Dünya Ekonomisi
Hindistan’da yapılacak G20 Zirvesi’nde öne çıkan başlıklar neler?
En zengin ülkelerin liderleri dünyanın en büyük sorunlarını görüşmek üzere bu hafta sonu Hindistan'da bir araya gelecek. Ancak aralarındaki güç çatışmalarının küresel sorunların çözümünü gölgeleme ihtimali yüksek
En zengin ülkelerin liderleri dünyanın en büyük sorunlarını görüşmek üzere bu hafta sonu Hindistan’da bir araya gelecek. Ancak aralarındaki güç çatışmalarının küresel sorunların çözümünü gölgeleme ihtimali yüksek
G20 zirvesinin yapılacağı Hindistan’ın başkenti Yeni Delhi’nin kalabalık caddeleri yeniden asfaltlandı. Binalar ve duvarlar parlak resimlerle boyandı, şehrin her tarafı çiçeklerle süslendi.
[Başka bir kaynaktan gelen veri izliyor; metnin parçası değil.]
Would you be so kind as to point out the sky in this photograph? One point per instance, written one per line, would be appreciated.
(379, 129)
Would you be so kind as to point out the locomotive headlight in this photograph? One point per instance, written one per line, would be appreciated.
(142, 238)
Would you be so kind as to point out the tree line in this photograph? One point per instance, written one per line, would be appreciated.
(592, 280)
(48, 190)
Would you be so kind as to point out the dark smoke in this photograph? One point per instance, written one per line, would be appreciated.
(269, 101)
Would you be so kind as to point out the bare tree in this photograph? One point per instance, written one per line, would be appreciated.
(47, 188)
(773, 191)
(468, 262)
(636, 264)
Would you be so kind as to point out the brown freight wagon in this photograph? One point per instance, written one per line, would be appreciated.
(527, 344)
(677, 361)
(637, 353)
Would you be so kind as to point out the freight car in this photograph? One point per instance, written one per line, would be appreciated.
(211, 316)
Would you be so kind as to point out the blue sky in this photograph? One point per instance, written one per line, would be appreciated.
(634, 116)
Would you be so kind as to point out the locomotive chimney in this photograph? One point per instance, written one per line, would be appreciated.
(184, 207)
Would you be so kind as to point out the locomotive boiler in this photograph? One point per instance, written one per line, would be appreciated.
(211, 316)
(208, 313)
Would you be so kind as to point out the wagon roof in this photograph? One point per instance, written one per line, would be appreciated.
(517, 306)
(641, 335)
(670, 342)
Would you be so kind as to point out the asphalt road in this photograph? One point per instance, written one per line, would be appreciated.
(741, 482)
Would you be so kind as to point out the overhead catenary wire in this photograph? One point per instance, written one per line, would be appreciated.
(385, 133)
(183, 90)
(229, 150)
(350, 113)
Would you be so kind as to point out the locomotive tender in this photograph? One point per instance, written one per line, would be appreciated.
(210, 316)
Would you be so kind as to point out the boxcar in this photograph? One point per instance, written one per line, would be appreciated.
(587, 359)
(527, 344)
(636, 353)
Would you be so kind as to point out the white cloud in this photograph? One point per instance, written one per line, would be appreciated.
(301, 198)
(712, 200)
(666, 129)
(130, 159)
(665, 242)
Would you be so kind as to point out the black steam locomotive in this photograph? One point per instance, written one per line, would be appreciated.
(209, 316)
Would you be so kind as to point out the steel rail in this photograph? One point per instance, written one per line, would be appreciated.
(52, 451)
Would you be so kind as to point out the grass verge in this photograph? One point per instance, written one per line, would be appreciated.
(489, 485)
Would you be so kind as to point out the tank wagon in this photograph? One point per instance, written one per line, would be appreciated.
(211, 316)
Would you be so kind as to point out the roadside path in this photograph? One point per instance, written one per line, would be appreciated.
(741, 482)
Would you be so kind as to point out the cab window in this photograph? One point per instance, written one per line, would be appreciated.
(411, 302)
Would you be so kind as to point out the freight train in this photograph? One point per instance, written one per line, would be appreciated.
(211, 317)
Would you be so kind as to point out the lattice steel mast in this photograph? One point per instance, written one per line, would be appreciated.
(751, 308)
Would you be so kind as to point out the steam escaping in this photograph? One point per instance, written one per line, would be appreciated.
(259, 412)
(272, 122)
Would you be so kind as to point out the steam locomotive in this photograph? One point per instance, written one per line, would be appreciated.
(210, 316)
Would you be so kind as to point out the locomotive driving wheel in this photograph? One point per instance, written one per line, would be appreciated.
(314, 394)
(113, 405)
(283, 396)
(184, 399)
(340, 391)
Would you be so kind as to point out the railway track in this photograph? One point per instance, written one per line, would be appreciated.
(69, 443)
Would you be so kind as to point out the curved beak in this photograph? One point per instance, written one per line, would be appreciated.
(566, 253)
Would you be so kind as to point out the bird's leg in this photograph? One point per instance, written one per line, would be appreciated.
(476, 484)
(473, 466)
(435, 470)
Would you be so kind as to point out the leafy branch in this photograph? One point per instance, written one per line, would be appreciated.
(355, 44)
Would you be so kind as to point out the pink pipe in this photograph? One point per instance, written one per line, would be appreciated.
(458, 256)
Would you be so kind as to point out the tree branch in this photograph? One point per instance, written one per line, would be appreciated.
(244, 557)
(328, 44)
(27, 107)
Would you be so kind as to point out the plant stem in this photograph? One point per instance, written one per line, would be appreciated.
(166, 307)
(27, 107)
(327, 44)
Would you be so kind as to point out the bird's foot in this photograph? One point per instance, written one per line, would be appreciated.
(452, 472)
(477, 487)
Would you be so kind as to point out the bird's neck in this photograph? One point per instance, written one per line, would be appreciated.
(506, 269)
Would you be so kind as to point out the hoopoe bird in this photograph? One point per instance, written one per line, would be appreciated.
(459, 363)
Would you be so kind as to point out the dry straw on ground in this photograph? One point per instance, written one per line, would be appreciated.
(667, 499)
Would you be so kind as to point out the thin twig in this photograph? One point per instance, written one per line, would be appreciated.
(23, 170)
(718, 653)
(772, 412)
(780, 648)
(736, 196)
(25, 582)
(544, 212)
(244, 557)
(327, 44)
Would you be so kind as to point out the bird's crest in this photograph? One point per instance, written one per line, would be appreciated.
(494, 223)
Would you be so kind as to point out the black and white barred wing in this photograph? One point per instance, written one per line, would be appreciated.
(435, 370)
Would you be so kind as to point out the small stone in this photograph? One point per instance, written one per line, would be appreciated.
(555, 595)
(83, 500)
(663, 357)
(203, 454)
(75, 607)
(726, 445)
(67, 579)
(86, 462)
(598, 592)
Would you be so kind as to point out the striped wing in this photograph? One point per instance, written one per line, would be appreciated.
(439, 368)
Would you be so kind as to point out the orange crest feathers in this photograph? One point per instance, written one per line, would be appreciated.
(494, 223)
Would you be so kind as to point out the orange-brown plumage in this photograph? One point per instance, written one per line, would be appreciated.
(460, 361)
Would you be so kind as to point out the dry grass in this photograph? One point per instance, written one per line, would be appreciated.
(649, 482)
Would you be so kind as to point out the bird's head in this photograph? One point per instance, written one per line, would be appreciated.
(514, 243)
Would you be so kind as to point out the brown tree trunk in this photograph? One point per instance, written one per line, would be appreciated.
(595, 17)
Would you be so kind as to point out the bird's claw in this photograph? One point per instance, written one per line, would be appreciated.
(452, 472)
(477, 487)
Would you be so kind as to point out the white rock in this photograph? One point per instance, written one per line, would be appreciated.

Bu hafta sonu dünyanın en zengin ve en güçlü ülkelerinin liderleri Hindistan’ın başkentindeki iki günlük konferansa katılacak.
Hindistan 2023 yılı için G20 başkanlığını devraldığından bu yana, daha önceki kilit tartışma noktalarının hiçbirinde ortak bir bildiri için fikir birliği oluşturamadı. En büyük engellerden biri Rusya ve Çin’in, Ukrayna işgaline atıfta bulunulan ifadelere itirazları oldu.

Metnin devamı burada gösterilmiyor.